Yeah I know my input really did not help much. Basically was just saying he does it the same way. Maybe if you find a better way I can pass it on to him.


----------



## Gone Fishing (Jul 31, 2001)

I think maybe the reason that I'm using 4 gallons when it only requires 2 is that my son is helping me by letting me know when he sees the colored antifreeze coming out the exhaust. Sounds like I need to get somebody to help me that is not color blind!  :lol:


----------



## waterfoul (May 18, 2005)

Speaking from years of winterizing my own and a ton of my buddies boats, 2-3 gallons for closed cooling. 4-5 for sea water cooled.

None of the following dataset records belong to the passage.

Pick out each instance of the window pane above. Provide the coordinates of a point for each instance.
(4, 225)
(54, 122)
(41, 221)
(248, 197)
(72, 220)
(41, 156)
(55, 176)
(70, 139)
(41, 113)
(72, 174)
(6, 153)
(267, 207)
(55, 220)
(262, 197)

The -50 doesn't have much in the way of anti-corrosive properties, so I really don't recommend it for anything metal (fine for RV applications with plastic hoses). The -60 has 3 times the corrosive protection and won't gell till it reaches -54 degrees. This is what you want in your marine engines. When was the last time it was -54 in Michigan?? The -100 stuff is WAY overkill for us here in Michigan and is basicaly a marketing ploy. Also, NEVER just drain the block and manifolds and call it done. They WILL rust causing you all kinds of issues. Plugged thermostats for one. You should warm up your motor first also... making sure the T-stat is open. Then drain the block/manifolds and run your antifreeze in till it comes out the exhaust.


----------